Retailers Are Rewriting The Rules Of E-Commerce
eBay: How online boosts offline sales [Source: http://www.youtube.com/watch?v=rWoQ304VS2A]
There's an old proverb that reads: May you live in interesting times. I always think of that saying when I consider the exciting changes taking place in the retail industry. Look around at any global chain or online retailer, and you'll find that we're living in times that go beyond interesting.
Consider the giant online retailer Amazon.com. Its financial performance has been less than stellar, yet its stock continues to trade in the stratosphere. That sign of investor confidence is based, I think, on the premium placed on innovation. Their CEO and founder, Jeff Bezos, is so committed to the rapid delivery of merchandise ordered online that he is flirting with deploying a fleet of unmanned drone aircraft that can airlift orders straight from warehouse to front door in minutes. Indeed, investors are rewarding Amazon's penchant for innovative thinking when you consider the multiple at which the stock continues to trade.

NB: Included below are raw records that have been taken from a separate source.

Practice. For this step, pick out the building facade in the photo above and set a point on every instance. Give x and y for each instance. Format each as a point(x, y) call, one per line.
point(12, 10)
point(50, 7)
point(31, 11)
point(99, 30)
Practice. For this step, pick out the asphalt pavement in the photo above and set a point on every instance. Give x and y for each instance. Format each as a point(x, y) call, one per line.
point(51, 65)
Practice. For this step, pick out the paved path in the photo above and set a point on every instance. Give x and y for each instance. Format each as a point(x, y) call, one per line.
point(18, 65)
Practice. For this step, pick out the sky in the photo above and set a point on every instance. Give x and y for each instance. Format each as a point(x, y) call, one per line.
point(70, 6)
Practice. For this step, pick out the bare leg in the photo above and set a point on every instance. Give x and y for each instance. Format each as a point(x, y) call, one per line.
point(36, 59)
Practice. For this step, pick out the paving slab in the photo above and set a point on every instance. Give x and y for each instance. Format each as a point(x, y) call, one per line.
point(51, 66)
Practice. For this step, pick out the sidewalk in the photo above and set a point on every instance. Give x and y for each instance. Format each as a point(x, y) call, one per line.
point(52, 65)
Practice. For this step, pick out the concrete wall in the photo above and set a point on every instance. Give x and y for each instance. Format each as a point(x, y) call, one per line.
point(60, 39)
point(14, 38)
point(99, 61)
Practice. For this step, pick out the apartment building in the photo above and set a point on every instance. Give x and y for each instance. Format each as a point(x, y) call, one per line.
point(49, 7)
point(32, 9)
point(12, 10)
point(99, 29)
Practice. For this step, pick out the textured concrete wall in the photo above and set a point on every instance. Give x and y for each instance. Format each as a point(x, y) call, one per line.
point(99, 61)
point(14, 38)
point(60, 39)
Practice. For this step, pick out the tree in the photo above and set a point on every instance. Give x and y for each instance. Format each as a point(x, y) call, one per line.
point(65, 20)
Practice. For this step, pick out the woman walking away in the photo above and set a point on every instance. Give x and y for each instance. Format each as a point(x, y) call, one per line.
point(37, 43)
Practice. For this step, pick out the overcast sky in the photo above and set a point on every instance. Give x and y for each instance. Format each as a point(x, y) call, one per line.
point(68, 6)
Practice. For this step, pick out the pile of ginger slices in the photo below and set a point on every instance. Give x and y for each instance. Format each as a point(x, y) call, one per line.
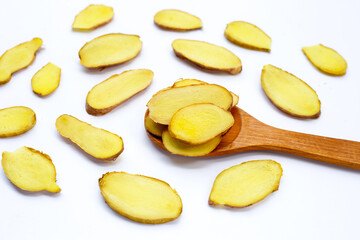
point(191, 116)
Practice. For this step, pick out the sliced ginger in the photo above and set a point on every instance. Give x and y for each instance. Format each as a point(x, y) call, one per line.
point(248, 35)
point(93, 17)
point(30, 170)
point(46, 80)
point(245, 184)
point(177, 20)
point(326, 59)
point(140, 198)
point(199, 123)
point(17, 58)
point(207, 56)
point(16, 120)
point(110, 49)
point(289, 93)
point(165, 103)
point(97, 142)
point(109, 94)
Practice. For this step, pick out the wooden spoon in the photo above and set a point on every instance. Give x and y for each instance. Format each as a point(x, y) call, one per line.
point(248, 134)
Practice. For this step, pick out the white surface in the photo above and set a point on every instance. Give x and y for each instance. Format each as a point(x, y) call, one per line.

The delivery drone concept is a one that elicits extreme views. People think it's crazy or downright genius. Either way, it points to the fact that online retailers are no longer thinking about their customers as floating around somewhere in cyberspace. They're thinking about where those customers are in relation to their fulfillment centers. That's a huge advancement and evolution in the story of e-commerce. It used to be that no consideration was given as to where the order originated. But now, online retailers are thinking in much the same way as traditional, bricks-and-mortar retailers do. They want to get as physically close to their consumer base as possible.
A traditional retailer studies demographic charts and builds or leases a store in what it thinks is the optimal location for foot traffic. Straightforward enough. But what fascinates me is that the China-based Alibaba, another e-commerce giant, wants to know the same information. Why? Well, its online-to-offline strategy will succeed on a global scale if it can get its goods to kiosks and nearby pick-up points very quickly. That means knowing where its online consumer base is physically speaking. Amazon's drone concept is based on the same idea. You wouldn't want a small aircraft lugging a box for hundreds of miles. It defeats the purpose of flying the delivery to the customer's doorstep.
Whether pick-up kiosks or delivery drones are in our future, it's anyone's guess. But one thing is for certain: Retailers need robust Information Technology like never before. They need to get inside the heads of the people browsing online so that they can best configure their delivery systems. To become the most efficient online retailer in the world, you have to have a good command of the offline space as well. As a result, enterprises are leveraging Big Data, behavioral science, and mobile technology with a newfound passion. Interesting times, indeed.